Like the Bombay biryani, this one too sees the addition of potatoes but along with it, also boiled eggs. If you’ve ever tasted the Kolkata biryani, you’ll know you can never have enough of it, whether you enjoy it from a street vendor or from a restaurant.

8. Sindhi Biryani

Sindhi Biryani

The Sindhi cuisine is widely known for its spicy and aromatic food, and the Sindhi biryani is a perfect paragon of it. Made sufficiently spicy with fresh green chillies and dried red ones, Its gonna make you wanting another spoonful, yet enough for you to break a sweat.
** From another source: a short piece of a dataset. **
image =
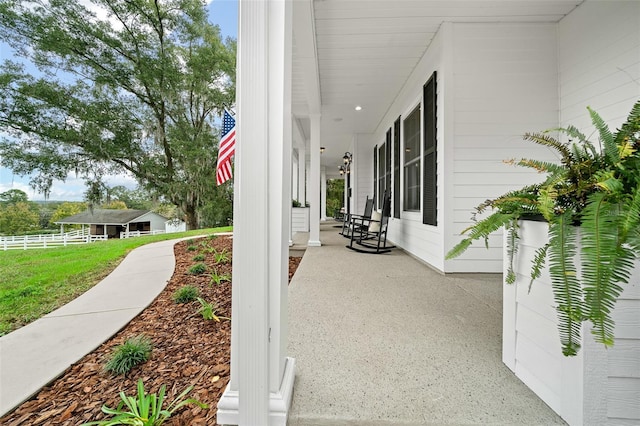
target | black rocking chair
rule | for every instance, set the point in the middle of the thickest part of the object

The spice levels are beautifully balanced with prunes, teasing your palate for another bite. The protein in the Sindhi biryani is marinated in sour curd, making it tender and lending a tangy taste to the biryani.

9. Tahari Biryani

Tahari Biryani

As part of the Awadhi cuisine, the Tahari biryani is what some might call pulao, since it doesn’t include any meat. However, it is technically biryani. We could probably debate on it till the end of time, but let’s not right? Afterall, all’s well that tastes well 🙂

Tahari biryani is cooked rice flavoured with whole Indian spices. Sometimes potatoes or soya chunks are added to it to give it a better mouth experience and to make it a whole meal, complete with vegetables. The rajas of Awadh who didn’t partake of meat were served this rice preparation, cooked specially for them in the royal kitchens.

Well…. You may not be able to travel to all the above historic cities to experience their culture and cuisine all the time but a hot, steaming plate of sumptuous Biryani will definitely gonna get you close enough to experiencing them. Afterall, Biryani isn’t just a dish!